Toplumsal hayatın siyasal, sosyal, kültürel, dinsel ve hukuki bütün meşruiyet zeminlerine silah ve şiddetin tüm vasıtalarıyla saldırıp bu mevzileri işlevsizleştirmek isteyen terör/terörist, kendisi için uygun ortamlar hazırlarken, hayat normal akışından çıkıp ‘’bizim için bir bataklığa’’ dönüşür. Terör ve teröristin oluşturmak istediği bu bataklığın sorumlusu elbette bizler değiliz. Ama bu bataklığı bütün dezavantajlarına rağmen kurutmak, her birimizin sorumluluğundadır.
Terörizm, toplumsal ilişkilerimizin meşru yapılarını hedef aldığı ölçüde, kendiliğinden gayri meşru olanın bataklığına saplanır ve o gayri meşru yerden ayırım gözetmeksizin herkesi tehdit etmeye çalışır. Bu yanıyla toplumsal sistemin dışına çıkan terör, artık hem toplumsal himaye göremez, hem de “bataklığı büyütmek için bizden anlayış ve tolerans bekleyemez”. Toplumsal sistem ve bu sistemin bütün meşru kurallarına silah ile tecavüz ettiği için o artık bir düşmandır.
Her meşru olmayan şey gibi, terör ve terörizm de ne anlayışla karşılanır ne de kısmi ya da zımmi meşruiyetler atfedilerek anlaşılmaya çalışılır. Tam da bu noktada siyaset ve siyasetçinin görevi terörü anlamak değil, terör ile mücadeleyi en etkin biçimde yönetmektir.
Bir adım daha ileri giderek söylemeliyiz ki, esasında “toplumu bile anlamak siyasetçinin öncelikli görevi” değildir. Toplumu anlamak bilimin işidir; siyasetçinin görevi toplumda yükselen değerleri yönetmektir. Bu bakımdan sap ile samanı birbirine karıştırmamak lazım gelir!
Terörist, anarşistten farklı olarak, kelimenin yaygın ve gevşek anlamıyla kuralları çiğneyen kişi değildir; kuralları çiğneme amacı taşıyan, kural olarak kuralları silah ve silahlı şiddetle çiğneyen kişidir. Terörist demokrat olmadığı için teröristtir. Terörist, humanist olmadığı için teröristtir. Terörist özgürlükçü olmadığı için teröristtir. Terörist adil olmadığı için teröristtir. Terörist bütün bu değerleri silahla çiğnediği için teröristtir. Bütün bu değerlerle terörizm arasında herhangi bir geçişgenlik, herhangi bir illiyet ve herhangi bir bağlam olmadığı için teröristtir.

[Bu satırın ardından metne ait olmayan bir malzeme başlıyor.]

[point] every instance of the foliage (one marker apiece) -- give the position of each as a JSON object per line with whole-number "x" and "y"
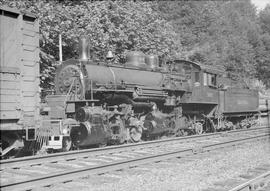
{"x": 222, "y": 33}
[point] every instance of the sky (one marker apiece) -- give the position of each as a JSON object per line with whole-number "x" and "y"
{"x": 260, "y": 4}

Terör ile demokrasi arasında, terörist ile demokratlık arasında bir geçirim de yoktur. Bu iki kavram birbirine dönüşmezler. Ne demokrat, demokrat kalarak teröristleşebilir ne de terörist, terörist kalarak demokratlaşabilir. Demokratlık ve terörizm aynı bağlam içinde yan yana durmaz, bu iki kavramı sittin sene yan yana getirseniz bile bu terkip ve karşımdan hiçbir şey çıkmaz. Dolayısıyla terörizmin varlığını “sınırlı demokratlığa” ya da yeterli olmayan “demokrasiye” bağlamak, eşyanın tabiatından hiçbir şey anlamamak demektir.

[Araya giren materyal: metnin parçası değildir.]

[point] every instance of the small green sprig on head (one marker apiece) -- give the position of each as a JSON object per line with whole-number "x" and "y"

Terör ile mücadele konusunda fikirler üretmek, sözgelimi ekonomik sorunlarımızın çözümü için kullandığımız eleştirel dil ve mantık çerçevesine benzemez. Benzeyemez çünkü son tahlilde ekonomik değerlendirmelerimizin sonu ölümle bitmez. Ama temel amacı ölümleri önlemek olan terörle mücadele fikir ve konseptleri, her durumda hep ölümün kıyısında, ölümle burun buruna olur.
Terör ile mücadele fikri her şeyden önce “asayişi temin etme” gibi son derece hayati bir pratik akışkanlığı temel almak zorunda olduğu için “güvenliğin içini ve güvenliğin dışını” kalıcı bir şekilde birbirinden ayırmak zorundadır.
Toplumsal, siyasal sitemin iç ve dış sorunları terör bataklığının ne aynasıdır ne de varlık nedeni. Dolayısıyla doğrudan sistem eleştirisi ile terör ne önlenebilir ne de terör bataklığı kurutulabilir. Bu tespitten kimi aklı evvellerin ‘sistem eleştirisi yapılamaz’ sonucunu çıkarmaları pek muhtemeldir. Bu tehlikeye rağmen söylemeye çalıştığım şey şudur; Terör ile mücadele ederken, bu mücadelenin ana perspektifi sistem eleştirisi olamaz. Çünkü terör somut bir olgudur ve basınç uyguladığı ana arter de bizzat sistemin kendisidir.